Mixing mixed-precision training and full precision inference in dataloader

mart_fire · March 31, 2022, 10:13am

Hi, I have a problem.
So far I was using mixed precision on GPU in my training loop with amp.autocast and everything went well.
However I started using a Pytorch network in my dataloader (I use RetinaFace to extract landmarks and align my images). RetinaFace runs on full precision on CPU. But now I can’t use mixed-precision in my training loop anymore.
I got the error element 0 of tensors does not require grad and does not have a grad_fn when I call backward() of my loss.

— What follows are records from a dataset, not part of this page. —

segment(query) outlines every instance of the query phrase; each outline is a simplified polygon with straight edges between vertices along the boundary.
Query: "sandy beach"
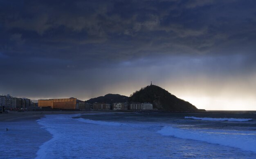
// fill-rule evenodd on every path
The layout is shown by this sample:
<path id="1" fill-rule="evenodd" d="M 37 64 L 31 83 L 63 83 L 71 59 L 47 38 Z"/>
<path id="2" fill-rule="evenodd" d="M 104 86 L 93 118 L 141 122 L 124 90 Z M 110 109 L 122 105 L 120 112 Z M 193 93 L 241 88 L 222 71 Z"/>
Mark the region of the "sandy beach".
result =
<path id="1" fill-rule="evenodd" d="M 101 113 L 102 112 L 68 112 L 68 111 L 11 111 L 8 113 L 0 114 L 0 121 L 18 121 L 27 120 L 36 120 L 45 115 L 54 114 L 74 114 Z M 106 112 L 105 112 L 106 113 Z"/>

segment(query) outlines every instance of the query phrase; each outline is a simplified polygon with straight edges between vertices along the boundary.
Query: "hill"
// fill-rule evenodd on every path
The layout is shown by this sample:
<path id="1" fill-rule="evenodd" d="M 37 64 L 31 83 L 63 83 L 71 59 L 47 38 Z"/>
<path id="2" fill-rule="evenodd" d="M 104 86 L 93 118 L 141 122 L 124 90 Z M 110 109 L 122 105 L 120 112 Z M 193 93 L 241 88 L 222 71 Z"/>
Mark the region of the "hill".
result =
<path id="1" fill-rule="evenodd" d="M 177 98 L 168 91 L 151 85 L 136 91 L 129 97 L 130 102 L 149 102 L 153 108 L 173 111 L 198 111 L 189 102 Z"/>
<path id="2" fill-rule="evenodd" d="M 106 103 L 112 104 L 115 102 L 125 102 L 128 101 L 128 97 L 119 94 L 108 94 L 104 96 L 91 98 L 86 102 L 89 103 Z"/>

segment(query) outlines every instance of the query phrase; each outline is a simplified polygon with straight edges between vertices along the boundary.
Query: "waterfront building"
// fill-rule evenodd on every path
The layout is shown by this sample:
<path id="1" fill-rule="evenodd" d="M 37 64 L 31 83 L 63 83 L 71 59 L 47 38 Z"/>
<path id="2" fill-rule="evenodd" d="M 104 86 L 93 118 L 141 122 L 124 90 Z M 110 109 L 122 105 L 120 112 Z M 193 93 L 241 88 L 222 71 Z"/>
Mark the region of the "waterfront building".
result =
<path id="1" fill-rule="evenodd" d="M 54 109 L 75 109 L 76 98 L 52 99 L 39 99 L 38 106 L 39 107 L 51 107 Z"/>
<path id="2" fill-rule="evenodd" d="M 17 98 L 8 94 L 7 95 L 0 95 L 0 106 L 4 106 L 5 109 L 28 109 L 31 101 L 26 98 Z"/>
<path id="3" fill-rule="evenodd" d="M 16 108 L 17 107 L 17 103 L 18 98 L 11 97 L 11 108 Z"/>
<path id="4" fill-rule="evenodd" d="M 110 109 L 110 105 L 106 103 L 94 103 L 92 107 L 95 110 L 108 110 Z"/>
<path id="5" fill-rule="evenodd" d="M 80 110 L 90 110 L 90 104 L 84 102 L 78 102 L 76 103 L 76 109 L 79 109 Z"/>
<path id="6" fill-rule="evenodd" d="M 6 96 L 0 95 L 0 106 L 6 105 Z"/>
<path id="7" fill-rule="evenodd" d="M 112 106 L 113 110 L 128 109 L 128 104 L 127 103 L 114 103 Z"/>
<path id="8" fill-rule="evenodd" d="M 141 103 L 141 109 L 152 110 L 153 109 L 153 104 L 149 103 Z"/>
<path id="9" fill-rule="evenodd" d="M 141 110 L 142 105 L 140 103 L 131 103 L 130 104 L 130 110 Z"/>

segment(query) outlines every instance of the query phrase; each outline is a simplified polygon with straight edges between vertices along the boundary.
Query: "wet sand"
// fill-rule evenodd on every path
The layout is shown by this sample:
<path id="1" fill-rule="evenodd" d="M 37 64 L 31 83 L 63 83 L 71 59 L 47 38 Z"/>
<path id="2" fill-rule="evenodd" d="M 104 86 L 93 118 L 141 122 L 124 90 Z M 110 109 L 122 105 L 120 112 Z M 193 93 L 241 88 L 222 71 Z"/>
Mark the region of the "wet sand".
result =
<path id="1" fill-rule="evenodd" d="M 11 111 L 8 113 L 0 114 L 0 122 L 1 121 L 21 121 L 33 120 L 36 120 L 45 115 L 54 114 L 74 114 L 101 113 L 103 112 L 67 112 L 67 111 L 27 111 L 15 112 Z M 106 113 L 106 112 L 105 112 Z"/>

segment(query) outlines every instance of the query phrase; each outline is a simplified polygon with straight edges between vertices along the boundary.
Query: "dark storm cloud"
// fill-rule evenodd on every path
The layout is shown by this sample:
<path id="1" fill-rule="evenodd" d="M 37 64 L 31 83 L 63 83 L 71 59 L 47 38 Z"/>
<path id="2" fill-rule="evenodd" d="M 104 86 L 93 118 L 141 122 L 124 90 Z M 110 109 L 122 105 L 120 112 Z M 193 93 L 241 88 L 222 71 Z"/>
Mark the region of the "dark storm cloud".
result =
<path id="1" fill-rule="evenodd" d="M 256 6 L 236 0 L 0 1 L 0 67 L 7 75 L 0 88 L 29 83 L 35 91 L 80 78 L 79 89 L 100 75 L 121 74 L 116 67 L 131 73 L 127 67 L 170 64 L 180 73 L 250 73 Z"/>

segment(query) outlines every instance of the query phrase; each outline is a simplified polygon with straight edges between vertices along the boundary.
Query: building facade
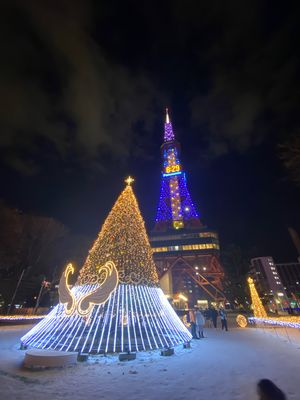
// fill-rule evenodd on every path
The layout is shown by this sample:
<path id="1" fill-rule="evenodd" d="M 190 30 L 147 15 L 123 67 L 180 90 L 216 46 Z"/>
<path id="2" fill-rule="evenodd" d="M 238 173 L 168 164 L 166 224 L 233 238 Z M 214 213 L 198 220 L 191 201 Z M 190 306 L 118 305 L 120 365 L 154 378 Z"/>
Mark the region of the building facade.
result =
<path id="1" fill-rule="evenodd" d="M 164 128 L 160 198 L 150 236 L 161 286 L 180 304 L 224 301 L 218 234 L 202 224 L 192 202 L 168 111 Z"/>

But when I print the attribute requires_grad of my loss, it is set to True.
I don’t get any error if I run my training loop without mixed precision.

ptrblck · April 1, 2022, 4:53am

Could you post a minimal, executable code snippet to reproduce the issue, please?

mart_fire · April 1, 2022, 9:59am

I tried to make an minimal example but I didn’t get the error.
I resolved my error but I don’t know why.
Instead of initializing the network RetinaFace (actually it is a class with contains the true neural network (a nn.Module) and loads it in its constructor ) in the constructor of my dataset, I set it to None and initialize it during the loading of the data (I check if it is equals to None). Because there are multiple workers it is initialized multiple times (I guess the network is erased multiple times because it’s an attribute of the Dataset) , from the printing it looks like it is initialized 2 times the number of workers (why 2 times ?).

So I don’t know if it was actually linked to mixed precision or due to different processing times.